The mainland has come to a point where only a determined drive for comprehensive reform can surmount problems resulting from three decades of high economic growth, says eminent economist Professor Wu Jinglian.
Delivering last week's 'Prospects for China's 12th five-year plan', part of the University of Hong Kong's Centenary Distinguished Lectures series, the 81-year old liberal economist told his audience it was no accident that the plan called for 'accelerating the transformation of the economic development pattern'.
Approved by the annual session of the National People's Congress last month, the plan provides a road map for the country's economic and social development for 2011-2015.
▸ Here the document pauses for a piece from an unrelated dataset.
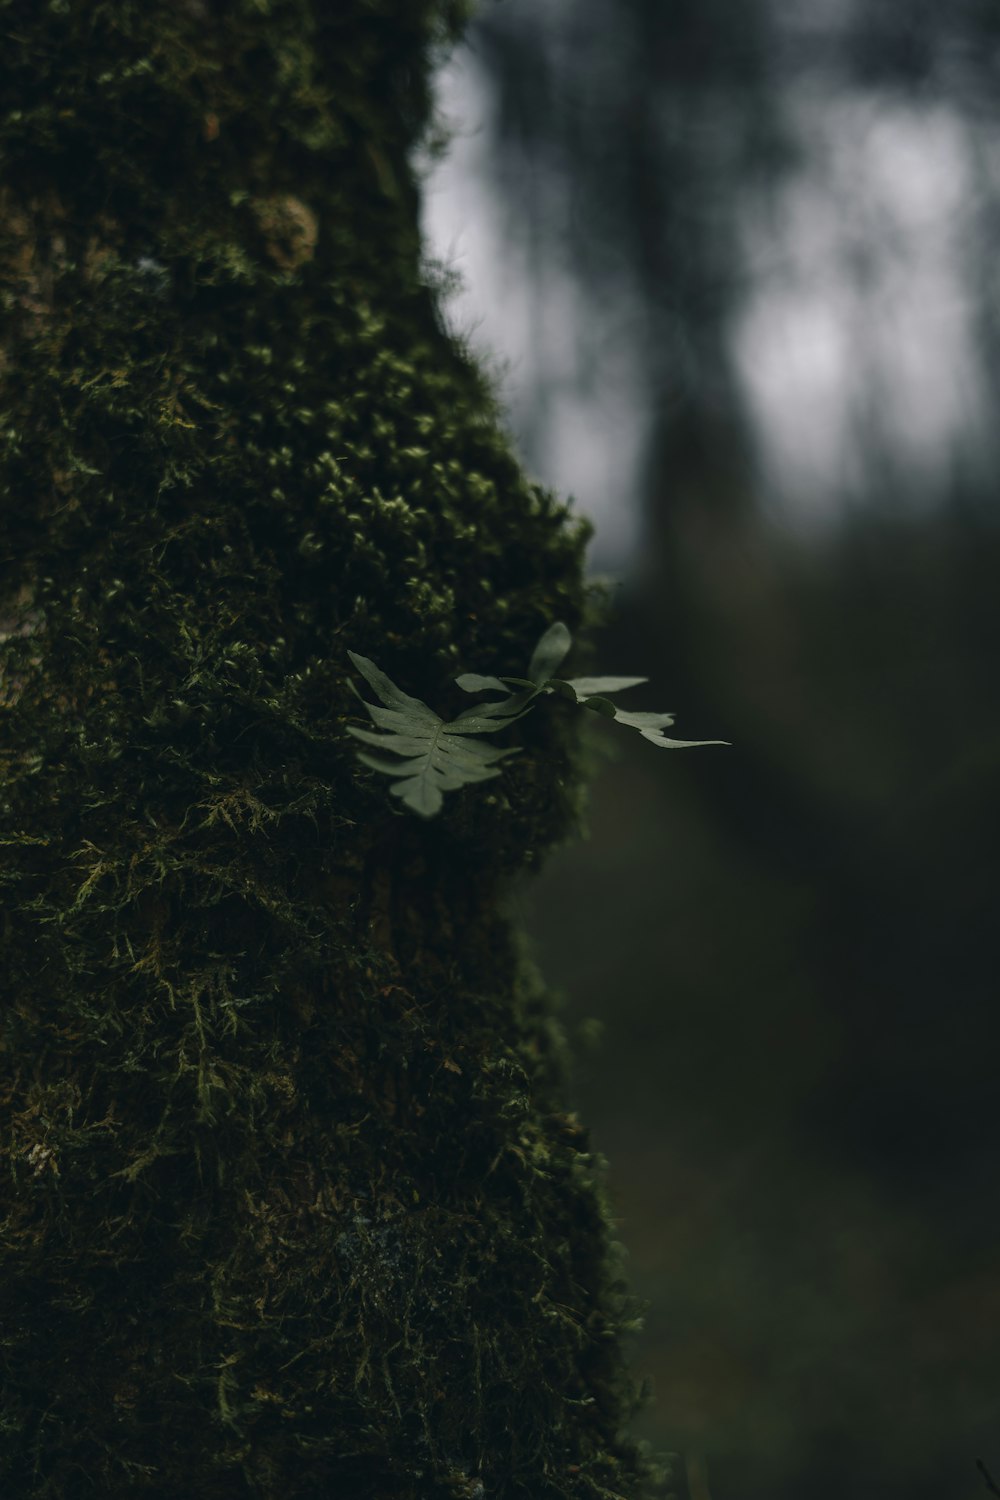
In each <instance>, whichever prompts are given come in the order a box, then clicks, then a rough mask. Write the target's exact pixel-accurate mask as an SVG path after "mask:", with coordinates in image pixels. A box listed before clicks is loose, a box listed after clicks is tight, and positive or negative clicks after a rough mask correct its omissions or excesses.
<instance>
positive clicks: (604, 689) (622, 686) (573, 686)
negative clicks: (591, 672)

'President Hu Jintao made a speech at a provincial-level study class early this year about the need for change. In the speech he used the term jiakuai (accelerate or move fast) 50 times, plus expressions such as 'let's lose no time'. That certainly says a lot about the urgency seen at the highest level.'
The top leader's words of course carried weight, and action immediately followed. But 'it was done within the old framework and mechanism, such as the government-led mobilisation of capital and resources. The results are less than ideal,' adds Wu, a veteran research fellow at the State Council Research Development Centre.
Such a deep-rooted mindset could be traced back as early as the 1950s when the Soviet model was introduced in China.
'China imported the investment-driven model of the Soviet Union in the first five-year plan (1953-1957), which remained basically unchanged until the 1990s,' he says.